Click to download a PDF of Dr. Stakhovskaya’s Meet the Researcher profile.

House Research Institute
Epigenetic Regulation of the Atoh1 gene during development and regeneration of the mammalian organ of Corti

The Atoh1 gene is both necessary and sufficient for auditory hair cell formation during normal development. It is also one of the first genes to be upregulated during regeneration in non-mammalian vertebrates. The project is investigating novel mechanisms of Atoh1 gene regulation that involve epigenetic modifications (not due to changes in DNA sequence). During the 2nd year renewal we will analyze the mechanistic links between the discovered epigenetic state of the Atoh1 gene and the Atoh1 gene expression.

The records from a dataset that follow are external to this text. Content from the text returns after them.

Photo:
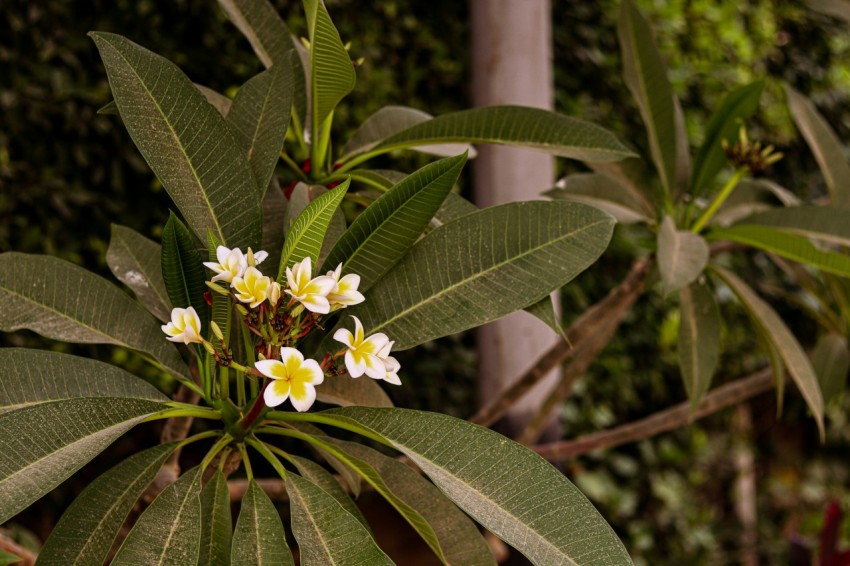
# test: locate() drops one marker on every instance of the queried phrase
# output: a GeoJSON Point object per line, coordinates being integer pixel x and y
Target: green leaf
{"type": "Point", "coordinates": [274, 213]}
{"type": "Point", "coordinates": [86, 531]}
{"type": "Point", "coordinates": [504, 486]}
{"type": "Point", "coordinates": [646, 76]}
{"type": "Point", "coordinates": [260, 23]}
{"type": "Point", "coordinates": [782, 339]}
{"type": "Point", "coordinates": [391, 120]}
{"type": "Point", "coordinates": [185, 141]}
{"type": "Point", "coordinates": [319, 476]}
{"type": "Point", "coordinates": [736, 107]}
{"type": "Point", "coordinates": [457, 537]}
{"type": "Point", "coordinates": [183, 269]}
{"type": "Point", "coordinates": [260, 116]}
{"type": "Point", "coordinates": [216, 523]}
{"type": "Point", "coordinates": [135, 261]}
{"type": "Point", "coordinates": [169, 531]}
{"type": "Point", "coordinates": [383, 233]}
{"type": "Point", "coordinates": [41, 445]}
{"type": "Point", "coordinates": [824, 144]}
{"type": "Point", "coordinates": [785, 244]}
{"type": "Point", "coordinates": [484, 266]}
{"type": "Point", "coordinates": [259, 538]}
{"type": "Point", "coordinates": [682, 255]}
{"type": "Point", "coordinates": [325, 531]}
{"type": "Point", "coordinates": [603, 192]}
{"type": "Point", "coordinates": [31, 377]}
{"type": "Point", "coordinates": [60, 300]}
{"type": "Point", "coordinates": [346, 392]}
{"type": "Point", "coordinates": [511, 125]}
{"type": "Point", "coordinates": [332, 74]}
{"type": "Point", "coordinates": [831, 361]}
{"type": "Point", "coordinates": [823, 222]}
{"type": "Point", "coordinates": [305, 237]}
{"type": "Point", "coordinates": [699, 339]}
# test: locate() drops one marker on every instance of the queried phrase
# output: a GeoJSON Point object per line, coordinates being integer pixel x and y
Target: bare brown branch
{"type": "Point", "coordinates": [663, 421]}
{"type": "Point", "coordinates": [619, 299]}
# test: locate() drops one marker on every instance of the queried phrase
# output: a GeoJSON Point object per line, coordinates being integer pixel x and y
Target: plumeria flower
{"type": "Point", "coordinates": [312, 293]}
{"type": "Point", "coordinates": [344, 293]}
{"type": "Point", "coordinates": [253, 288]}
{"type": "Point", "coordinates": [293, 378]}
{"type": "Point", "coordinates": [185, 326]}
{"type": "Point", "coordinates": [368, 355]}
{"type": "Point", "coordinates": [233, 263]}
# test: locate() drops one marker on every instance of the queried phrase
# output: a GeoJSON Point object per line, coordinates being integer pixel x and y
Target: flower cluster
{"type": "Point", "coordinates": [279, 325]}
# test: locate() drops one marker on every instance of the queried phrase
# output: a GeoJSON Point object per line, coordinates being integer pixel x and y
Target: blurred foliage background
{"type": "Point", "coordinates": [66, 173]}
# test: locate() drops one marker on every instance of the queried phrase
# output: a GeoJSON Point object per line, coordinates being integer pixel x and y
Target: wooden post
{"type": "Point", "coordinates": [512, 64]}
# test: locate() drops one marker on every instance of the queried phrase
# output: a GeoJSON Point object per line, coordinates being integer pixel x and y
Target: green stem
{"type": "Point", "coordinates": [267, 454]}
{"type": "Point", "coordinates": [719, 200]}
{"type": "Point", "coordinates": [217, 447]}
{"type": "Point", "coordinates": [249, 471]}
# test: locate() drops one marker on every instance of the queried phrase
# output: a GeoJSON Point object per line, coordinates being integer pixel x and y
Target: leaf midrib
{"type": "Point", "coordinates": [177, 139]}
{"type": "Point", "coordinates": [446, 290]}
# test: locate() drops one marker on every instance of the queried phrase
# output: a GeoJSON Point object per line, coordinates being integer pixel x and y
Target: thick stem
{"type": "Point", "coordinates": [619, 299]}
{"type": "Point", "coordinates": [675, 417]}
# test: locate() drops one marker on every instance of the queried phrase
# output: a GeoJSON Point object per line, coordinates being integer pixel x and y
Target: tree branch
{"type": "Point", "coordinates": [618, 299]}
{"type": "Point", "coordinates": [669, 419]}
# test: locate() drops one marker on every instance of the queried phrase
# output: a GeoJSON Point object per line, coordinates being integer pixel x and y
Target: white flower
{"type": "Point", "coordinates": [293, 378]}
{"type": "Point", "coordinates": [252, 288]}
{"type": "Point", "coordinates": [185, 326]}
{"type": "Point", "coordinates": [368, 355]}
{"type": "Point", "coordinates": [345, 293]}
{"type": "Point", "coordinates": [312, 293]}
{"type": "Point", "coordinates": [232, 263]}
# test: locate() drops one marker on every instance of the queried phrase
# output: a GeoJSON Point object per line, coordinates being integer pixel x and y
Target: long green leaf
{"type": "Point", "coordinates": [823, 222]}
{"type": "Point", "coordinates": [185, 141]}
{"type": "Point", "coordinates": [135, 261]}
{"type": "Point", "coordinates": [88, 528]}
{"type": "Point", "coordinates": [216, 523]}
{"type": "Point", "coordinates": [332, 74]}
{"type": "Point", "coordinates": [308, 231]}
{"type": "Point", "coordinates": [737, 106]}
{"type": "Point", "coordinates": [260, 23]}
{"type": "Point", "coordinates": [646, 76]}
{"type": "Point", "coordinates": [831, 361]}
{"type": "Point", "coordinates": [682, 255]}
{"type": "Point", "coordinates": [783, 340]}
{"type": "Point", "coordinates": [42, 445]}
{"type": "Point", "coordinates": [383, 233]}
{"type": "Point", "coordinates": [322, 478]}
{"type": "Point", "coordinates": [390, 120]}
{"type": "Point", "coordinates": [825, 145]}
{"type": "Point", "coordinates": [699, 339]}
{"type": "Point", "coordinates": [169, 531]}
{"type": "Point", "coordinates": [325, 531]}
{"type": "Point", "coordinates": [511, 125]}
{"type": "Point", "coordinates": [260, 116]}
{"type": "Point", "coordinates": [504, 486]}
{"type": "Point", "coordinates": [259, 539]}
{"type": "Point", "coordinates": [785, 244]}
{"type": "Point", "coordinates": [458, 538]}
{"type": "Point", "coordinates": [62, 301]}
{"type": "Point", "coordinates": [32, 377]}
{"type": "Point", "coordinates": [603, 192]}
{"type": "Point", "coordinates": [484, 266]}
{"type": "Point", "coordinates": [183, 269]}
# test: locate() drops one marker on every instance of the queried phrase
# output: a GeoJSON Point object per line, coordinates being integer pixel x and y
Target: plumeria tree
{"type": "Point", "coordinates": [312, 316]}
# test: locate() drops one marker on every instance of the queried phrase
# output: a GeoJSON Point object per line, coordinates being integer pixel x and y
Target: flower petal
{"type": "Point", "coordinates": [276, 393]}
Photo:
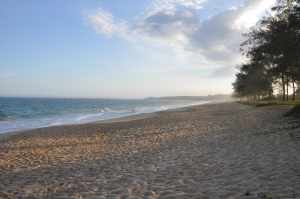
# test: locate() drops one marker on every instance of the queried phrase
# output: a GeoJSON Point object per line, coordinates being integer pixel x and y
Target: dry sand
{"type": "Point", "coordinates": [224, 150]}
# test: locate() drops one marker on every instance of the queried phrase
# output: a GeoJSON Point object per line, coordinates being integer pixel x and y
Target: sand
{"type": "Point", "coordinates": [225, 150]}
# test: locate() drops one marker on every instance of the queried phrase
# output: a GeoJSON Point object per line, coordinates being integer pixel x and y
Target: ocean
{"type": "Point", "coordinates": [29, 113]}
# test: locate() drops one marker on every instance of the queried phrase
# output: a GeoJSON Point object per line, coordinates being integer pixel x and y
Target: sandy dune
{"type": "Point", "coordinates": [223, 150]}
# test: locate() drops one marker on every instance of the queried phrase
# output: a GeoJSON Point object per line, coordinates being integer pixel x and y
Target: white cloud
{"type": "Point", "coordinates": [105, 23]}
{"type": "Point", "coordinates": [176, 24]}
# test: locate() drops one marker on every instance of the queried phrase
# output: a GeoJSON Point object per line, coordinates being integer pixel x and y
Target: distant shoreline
{"type": "Point", "coordinates": [136, 116]}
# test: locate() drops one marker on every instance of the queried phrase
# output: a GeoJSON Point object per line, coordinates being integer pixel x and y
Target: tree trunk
{"type": "Point", "coordinates": [283, 87]}
{"type": "Point", "coordinates": [287, 89]}
{"type": "Point", "coordinates": [294, 91]}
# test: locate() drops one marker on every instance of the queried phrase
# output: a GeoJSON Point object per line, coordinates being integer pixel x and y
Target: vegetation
{"type": "Point", "coordinates": [272, 49]}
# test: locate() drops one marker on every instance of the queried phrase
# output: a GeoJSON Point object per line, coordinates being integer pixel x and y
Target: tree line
{"type": "Point", "coordinates": [272, 49]}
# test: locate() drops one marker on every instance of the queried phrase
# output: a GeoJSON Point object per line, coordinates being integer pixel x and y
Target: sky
{"type": "Point", "coordinates": [122, 48]}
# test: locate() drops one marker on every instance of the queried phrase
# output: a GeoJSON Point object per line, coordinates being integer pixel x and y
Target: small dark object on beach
{"type": "Point", "coordinates": [294, 112]}
{"type": "Point", "coordinates": [247, 193]}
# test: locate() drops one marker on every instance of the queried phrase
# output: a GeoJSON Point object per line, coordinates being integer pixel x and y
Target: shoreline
{"type": "Point", "coordinates": [225, 150]}
{"type": "Point", "coordinates": [134, 116]}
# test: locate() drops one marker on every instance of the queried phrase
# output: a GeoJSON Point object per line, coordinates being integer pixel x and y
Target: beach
{"type": "Point", "coordinates": [224, 150]}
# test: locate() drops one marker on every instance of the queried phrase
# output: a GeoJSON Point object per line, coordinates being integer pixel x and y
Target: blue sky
{"type": "Point", "coordinates": [122, 49]}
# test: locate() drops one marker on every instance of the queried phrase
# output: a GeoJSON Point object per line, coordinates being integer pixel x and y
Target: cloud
{"type": "Point", "coordinates": [177, 23]}
{"type": "Point", "coordinates": [105, 23]}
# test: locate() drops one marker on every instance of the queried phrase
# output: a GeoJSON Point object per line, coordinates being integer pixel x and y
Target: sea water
{"type": "Point", "coordinates": [29, 113]}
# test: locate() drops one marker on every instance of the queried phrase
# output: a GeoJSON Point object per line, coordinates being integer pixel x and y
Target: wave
{"type": "Point", "coordinates": [3, 117]}
{"type": "Point", "coordinates": [86, 116]}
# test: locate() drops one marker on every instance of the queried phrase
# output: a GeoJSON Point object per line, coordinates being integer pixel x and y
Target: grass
{"type": "Point", "coordinates": [273, 102]}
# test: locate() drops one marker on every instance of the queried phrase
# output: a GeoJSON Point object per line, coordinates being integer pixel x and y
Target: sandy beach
{"type": "Point", "coordinates": [225, 150]}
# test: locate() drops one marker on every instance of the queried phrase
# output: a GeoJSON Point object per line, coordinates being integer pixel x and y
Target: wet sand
{"type": "Point", "coordinates": [225, 150]}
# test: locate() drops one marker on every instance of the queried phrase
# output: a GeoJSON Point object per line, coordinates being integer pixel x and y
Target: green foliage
{"type": "Point", "coordinates": [273, 49]}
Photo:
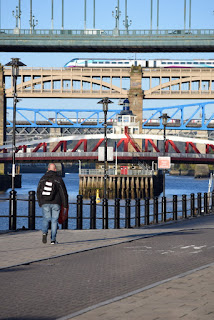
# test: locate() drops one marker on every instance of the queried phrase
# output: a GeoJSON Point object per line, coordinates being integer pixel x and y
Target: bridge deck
{"type": "Point", "coordinates": [107, 40]}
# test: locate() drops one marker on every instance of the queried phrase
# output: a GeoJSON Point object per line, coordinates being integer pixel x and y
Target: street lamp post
{"type": "Point", "coordinates": [164, 118]}
{"type": "Point", "coordinates": [15, 64]}
{"type": "Point", "coordinates": [105, 102]}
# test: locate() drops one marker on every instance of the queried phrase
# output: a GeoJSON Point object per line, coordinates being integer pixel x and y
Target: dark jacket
{"type": "Point", "coordinates": [60, 197]}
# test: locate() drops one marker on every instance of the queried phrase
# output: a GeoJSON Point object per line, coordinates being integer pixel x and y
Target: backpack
{"type": "Point", "coordinates": [48, 189]}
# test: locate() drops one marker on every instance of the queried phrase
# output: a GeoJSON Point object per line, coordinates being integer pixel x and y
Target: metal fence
{"type": "Point", "coordinates": [117, 213]}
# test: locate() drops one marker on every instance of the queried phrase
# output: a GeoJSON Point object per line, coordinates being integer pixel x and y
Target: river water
{"type": "Point", "coordinates": [175, 185]}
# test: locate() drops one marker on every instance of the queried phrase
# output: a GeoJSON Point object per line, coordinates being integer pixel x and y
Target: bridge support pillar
{"type": "Point", "coordinates": [2, 116]}
{"type": "Point", "coordinates": [135, 97]}
{"type": "Point", "coordinates": [54, 132]}
{"type": "Point", "coordinates": [135, 94]}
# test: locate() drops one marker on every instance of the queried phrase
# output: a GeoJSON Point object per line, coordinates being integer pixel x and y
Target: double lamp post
{"type": "Point", "coordinates": [15, 64]}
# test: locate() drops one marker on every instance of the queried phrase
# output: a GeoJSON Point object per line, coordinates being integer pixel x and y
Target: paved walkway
{"type": "Point", "coordinates": [186, 296]}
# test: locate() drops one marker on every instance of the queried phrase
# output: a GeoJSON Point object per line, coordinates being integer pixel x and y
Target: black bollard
{"type": "Point", "coordinates": [163, 209]}
{"type": "Point", "coordinates": [199, 203]}
{"type": "Point", "coordinates": [212, 203]}
{"type": "Point", "coordinates": [155, 210]}
{"type": "Point", "coordinates": [105, 213]}
{"type": "Point", "coordinates": [147, 211]}
{"type": "Point", "coordinates": [79, 212]}
{"type": "Point", "coordinates": [31, 210]}
{"type": "Point", "coordinates": [137, 212]}
{"type": "Point", "coordinates": [205, 203]}
{"type": "Point", "coordinates": [127, 213]}
{"type": "Point", "coordinates": [175, 207]}
{"type": "Point", "coordinates": [184, 206]}
{"type": "Point", "coordinates": [117, 213]}
{"type": "Point", "coordinates": [192, 204]}
{"type": "Point", "coordinates": [93, 212]}
{"type": "Point", "coordinates": [12, 210]}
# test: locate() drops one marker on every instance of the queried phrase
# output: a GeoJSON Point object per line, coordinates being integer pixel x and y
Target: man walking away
{"type": "Point", "coordinates": [51, 194]}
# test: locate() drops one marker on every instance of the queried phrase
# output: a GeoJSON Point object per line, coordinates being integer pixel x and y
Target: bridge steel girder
{"type": "Point", "coordinates": [121, 157]}
{"type": "Point", "coordinates": [40, 78]}
{"type": "Point", "coordinates": [107, 41]}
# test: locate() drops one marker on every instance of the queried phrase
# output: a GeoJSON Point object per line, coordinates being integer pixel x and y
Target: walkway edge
{"type": "Point", "coordinates": [101, 304]}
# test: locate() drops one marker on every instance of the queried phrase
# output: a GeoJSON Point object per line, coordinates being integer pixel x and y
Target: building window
{"type": "Point", "coordinates": [125, 119]}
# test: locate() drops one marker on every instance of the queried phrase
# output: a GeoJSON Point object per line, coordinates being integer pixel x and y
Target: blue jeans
{"type": "Point", "coordinates": [50, 213]}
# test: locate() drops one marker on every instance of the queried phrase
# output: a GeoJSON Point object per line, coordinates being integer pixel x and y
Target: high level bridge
{"type": "Point", "coordinates": [173, 83]}
{"type": "Point", "coordinates": [111, 37]}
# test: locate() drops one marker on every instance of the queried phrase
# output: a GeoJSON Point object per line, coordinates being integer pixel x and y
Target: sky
{"type": "Point", "coordinates": [171, 16]}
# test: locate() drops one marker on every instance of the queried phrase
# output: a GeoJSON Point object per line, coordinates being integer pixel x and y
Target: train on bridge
{"type": "Point", "coordinates": [127, 63]}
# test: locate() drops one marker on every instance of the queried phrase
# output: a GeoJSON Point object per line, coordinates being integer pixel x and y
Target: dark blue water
{"type": "Point", "coordinates": [175, 185]}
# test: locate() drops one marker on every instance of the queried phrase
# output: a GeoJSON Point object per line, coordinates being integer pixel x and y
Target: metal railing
{"type": "Point", "coordinates": [111, 172]}
{"type": "Point", "coordinates": [104, 33]}
{"type": "Point", "coordinates": [87, 214]}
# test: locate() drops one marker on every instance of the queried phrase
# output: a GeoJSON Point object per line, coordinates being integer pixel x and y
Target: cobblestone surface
{"type": "Point", "coordinates": [58, 287]}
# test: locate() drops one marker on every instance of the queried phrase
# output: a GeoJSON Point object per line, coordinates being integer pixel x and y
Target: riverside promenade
{"type": "Point", "coordinates": [156, 272]}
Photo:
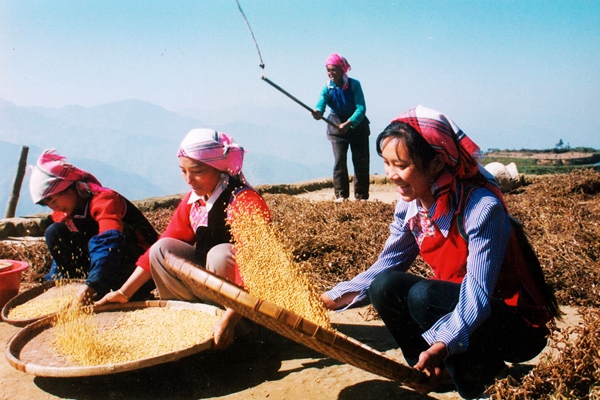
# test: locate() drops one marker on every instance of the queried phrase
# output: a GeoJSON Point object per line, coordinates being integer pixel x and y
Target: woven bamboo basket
{"type": "Point", "coordinates": [45, 289]}
{"type": "Point", "coordinates": [28, 350]}
{"type": "Point", "coordinates": [328, 342]}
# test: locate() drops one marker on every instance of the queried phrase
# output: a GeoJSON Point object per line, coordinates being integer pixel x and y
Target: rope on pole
{"type": "Point", "coordinates": [264, 77]}
{"type": "Point", "coordinates": [262, 64]}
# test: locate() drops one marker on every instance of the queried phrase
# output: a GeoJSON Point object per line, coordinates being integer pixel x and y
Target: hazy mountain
{"type": "Point", "coordinates": [131, 145]}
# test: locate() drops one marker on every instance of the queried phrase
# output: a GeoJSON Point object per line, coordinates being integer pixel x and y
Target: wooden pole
{"type": "Point", "coordinates": [13, 199]}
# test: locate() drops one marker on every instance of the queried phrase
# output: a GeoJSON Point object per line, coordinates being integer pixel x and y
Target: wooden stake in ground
{"type": "Point", "coordinates": [13, 199]}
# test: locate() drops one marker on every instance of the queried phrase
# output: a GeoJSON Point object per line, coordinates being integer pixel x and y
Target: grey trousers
{"type": "Point", "coordinates": [219, 261]}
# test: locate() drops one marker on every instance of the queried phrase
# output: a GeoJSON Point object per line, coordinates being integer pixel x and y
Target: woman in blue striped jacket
{"type": "Point", "coordinates": [487, 301]}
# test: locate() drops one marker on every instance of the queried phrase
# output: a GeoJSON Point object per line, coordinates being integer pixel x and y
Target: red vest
{"type": "Point", "coordinates": [447, 257]}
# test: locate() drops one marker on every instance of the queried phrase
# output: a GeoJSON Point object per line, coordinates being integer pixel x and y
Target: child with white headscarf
{"type": "Point", "coordinates": [211, 163]}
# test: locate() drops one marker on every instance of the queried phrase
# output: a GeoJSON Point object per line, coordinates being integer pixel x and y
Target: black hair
{"type": "Point", "coordinates": [421, 152]}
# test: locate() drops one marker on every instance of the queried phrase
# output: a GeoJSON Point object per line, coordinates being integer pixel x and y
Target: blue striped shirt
{"type": "Point", "coordinates": [488, 229]}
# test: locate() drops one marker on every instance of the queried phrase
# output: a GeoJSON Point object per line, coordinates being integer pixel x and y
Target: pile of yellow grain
{"type": "Point", "coordinates": [269, 271]}
{"type": "Point", "coordinates": [50, 302]}
{"type": "Point", "coordinates": [128, 336]}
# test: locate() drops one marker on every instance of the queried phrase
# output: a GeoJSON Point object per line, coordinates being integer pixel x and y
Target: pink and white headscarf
{"type": "Point", "coordinates": [51, 175]}
{"type": "Point", "coordinates": [339, 61]}
{"type": "Point", "coordinates": [216, 149]}
{"type": "Point", "coordinates": [459, 151]}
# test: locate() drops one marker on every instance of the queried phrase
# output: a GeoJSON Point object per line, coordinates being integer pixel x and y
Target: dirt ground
{"type": "Point", "coordinates": [261, 366]}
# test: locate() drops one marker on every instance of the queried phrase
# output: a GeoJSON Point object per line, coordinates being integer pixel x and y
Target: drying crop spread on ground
{"type": "Point", "coordinates": [334, 242]}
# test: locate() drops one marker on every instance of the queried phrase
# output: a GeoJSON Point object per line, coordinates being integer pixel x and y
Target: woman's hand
{"type": "Point", "coordinates": [113, 297]}
{"type": "Point", "coordinates": [85, 294]}
{"type": "Point", "coordinates": [343, 301]}
{"type": "Point", "coordinates": [431, 363]}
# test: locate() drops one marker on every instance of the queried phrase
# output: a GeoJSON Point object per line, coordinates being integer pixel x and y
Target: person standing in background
{"type": "Point", "coordinates": [344, 97]}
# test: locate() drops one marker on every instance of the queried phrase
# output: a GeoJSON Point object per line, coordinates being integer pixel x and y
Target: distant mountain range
{"type": "Point", "coordinates": [131, 145]}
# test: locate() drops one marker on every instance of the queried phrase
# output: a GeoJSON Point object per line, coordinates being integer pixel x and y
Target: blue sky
{"type": "Point", "coordinates": [512, 74]}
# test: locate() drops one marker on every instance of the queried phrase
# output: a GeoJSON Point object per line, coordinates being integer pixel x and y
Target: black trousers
{"type": "Point", "coordinates": [410, 305]}
{"type": "Point", "coordinates": [357, 140]}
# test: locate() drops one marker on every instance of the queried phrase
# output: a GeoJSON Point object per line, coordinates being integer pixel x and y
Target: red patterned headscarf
{"type": "Point", "coordinates": [459, 151]}
{"type": "Point", "coordinates": [51, 175]}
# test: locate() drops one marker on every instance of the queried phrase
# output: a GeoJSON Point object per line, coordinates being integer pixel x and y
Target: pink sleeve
{"type": "Point", "coordinates": [179, 228]}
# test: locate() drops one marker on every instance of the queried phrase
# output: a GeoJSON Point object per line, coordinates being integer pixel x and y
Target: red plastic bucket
{"type": "Point", "coordinates": [10, 279]}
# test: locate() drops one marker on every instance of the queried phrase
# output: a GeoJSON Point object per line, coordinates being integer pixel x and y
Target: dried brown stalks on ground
{"type": "Point", "coordinates": [571, 369]}
{"type": "Point", "coordinates": [561, 214]}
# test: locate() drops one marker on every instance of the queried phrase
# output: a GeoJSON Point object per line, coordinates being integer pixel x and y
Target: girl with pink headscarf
{"type": "Point", "coordinates": [487, 301]}
{"type": "Point", "coordinates": [345, 99]}
{"type": "Point", "coordinates": [211, 164]}
{"type": "Point", "coordinates": [96, 233]}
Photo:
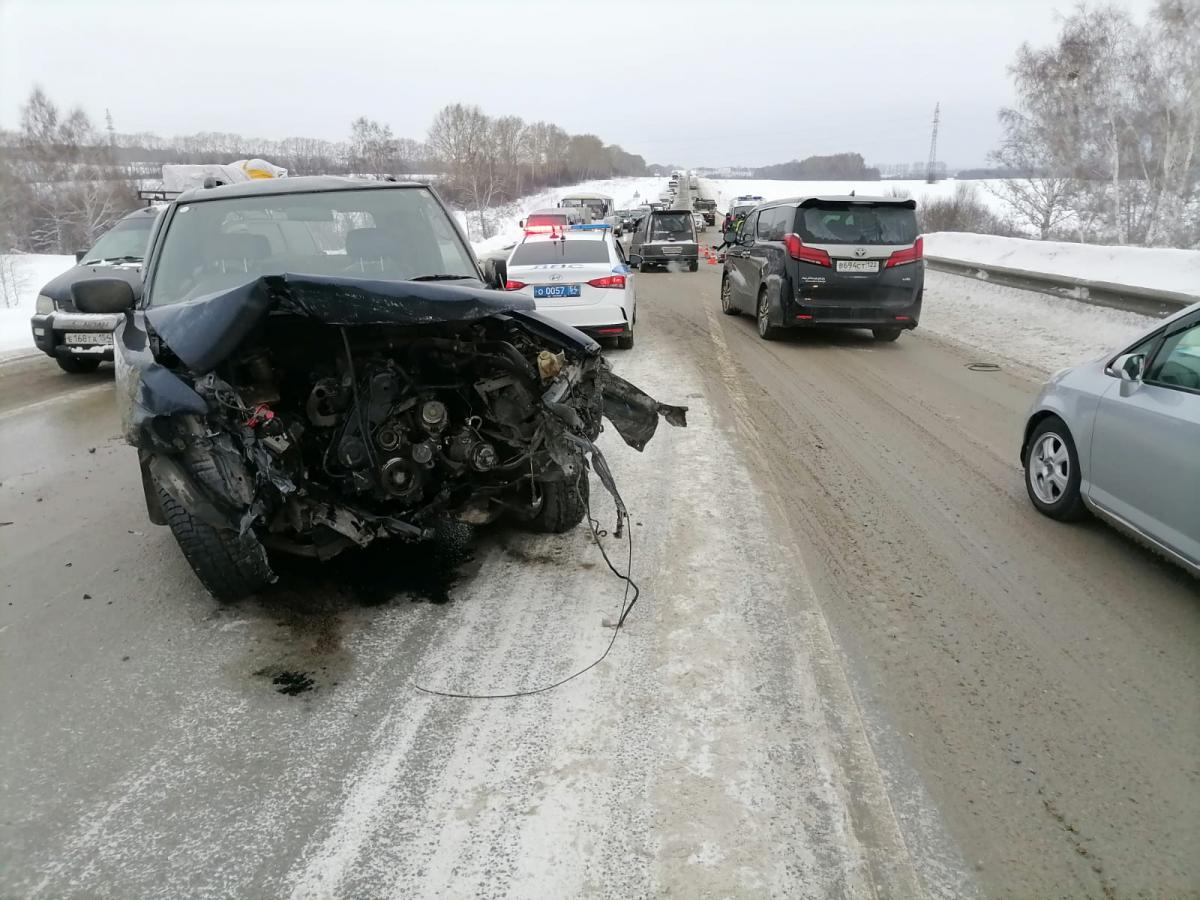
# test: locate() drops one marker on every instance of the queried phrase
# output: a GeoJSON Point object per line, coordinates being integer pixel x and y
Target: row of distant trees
{"type": "Point", "coordinates": [64, 181]}
{"type": "Point", "coordinates": [840, 167]}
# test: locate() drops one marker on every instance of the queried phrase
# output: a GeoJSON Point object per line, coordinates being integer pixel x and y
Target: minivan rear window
{"type": "Point", "coordinates": [545, 252]}
{"type": "Point", "coordinates": [856, 223]}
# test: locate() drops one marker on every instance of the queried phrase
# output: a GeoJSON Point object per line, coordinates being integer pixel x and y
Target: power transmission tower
{"type": "Point", "coordinates": [931, 172]}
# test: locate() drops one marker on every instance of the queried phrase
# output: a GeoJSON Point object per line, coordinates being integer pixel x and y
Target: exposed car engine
{"type": "Point", "coordinates": [300, 427]}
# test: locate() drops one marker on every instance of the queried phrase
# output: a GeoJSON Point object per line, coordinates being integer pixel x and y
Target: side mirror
{"type": "Point", "coordinates": [102, 295]}
{"type": "Point", "coordinates": [1129, 366]}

Research areas: hair cell regeneration, genetics

Long-term goal of research: To better understand how is Atoh1 gene regulated in order to reverse the failure of hearing regeneration in the mammalian organ of Corti.

Northwestern University
Oto-Protection of Honokiol Against Cisplatin-Induced Ototoxicity

Cisplatin is a common chemotherapy medication known to be ototoxic (damaging to hearing), but most proposed drugs to counteract this side effect compromise the antitumor effects of cisplatin. Honokiol is an antitumor agent derived from the magnolia plant that has been shown to have synergistic effects with cisplatin in cancer treatment because it activates an enzyme that protects healthy cells and suppresses tumor cells. As a result, honokiol may have a strong protective effect for cochlear hair cells. This study will investigate the hearing protective properties of honokiol using tissue cultures in the lab as well as through direct drug administration in an animal model.

University of Iowa

The role of inner ear lymphatics in the foreign body response to cochlear implantation

To develop spoken language, infants must rapidly process thousands of words spoken by caregivers around them each day. This is a daunting task, even for typical hearing infants. It is even harder for infants with cochlear implants as electrical hearing compromises many critical cues for speech perception and language development. The challenges that infants with cochlear implants face have long-term consequences: Starting in early childhood, cochlear implant users perform 1-2 standard deviations below peers with typical hearing on nearly every measure of speech, language, and literacy. My lab investigates how children with hearing loss develop spoken language despite the degraded speech signal that they hear and learn language from. This project addresses the urgent need to identify predictors of speech-language development for pediatric cochlear implant users in infancy.

Creighton University
Transient and Regulated Dominant-Negative RB1 Inhibition to Regenerate Hair Cells

Our ability to hear and communicate depends primarily on the sensory hair cells (HCs) and their associated spiral ganglion neurons (SGNs). Unfortunately, mammalian HCs and SGNs are not naturally replaceable, and their loss results in neurosensory hearing loss and balance impairment. To this date, any attempts to regenerate lost sensory HCs have been challenged by the early embryonic lethality of complete knockout mice or massive cell death after conditional deletion of targeted genes. In this light, we sought to design a new system that combines the inducible nature of an antibiotic-controlled system with the lysosomal fusion protease pre-procathepsinB (CB) to generate an inducible, temporal, and reversibly conditional mouse model. To build upon our laboratory’s expertise, we applied this technology to generate a mouse model carrying a transgenic version of the of the retinoblastoma (Rb1) gene. The Rb1 gene is a key component of cell cycle regulation. In addition to its role in cell proliferation, Rb1 expression in the inner ear also affects differentiation and survival of HCs and their associated supporting cells (SCs). Rb1 deletion leads to the production of supernumerary HCs and SCs. However, just like a number of other genes considered potential candidates for HC regeneration, complete and permanent elimination of Rb1 results in massive apoptosis, and as such, should be avoided at all costs. This study will allow us to characterize this newly generated model of transient and reversible gene ablation and gather information supporting pre-clinical studies on HC regeneration.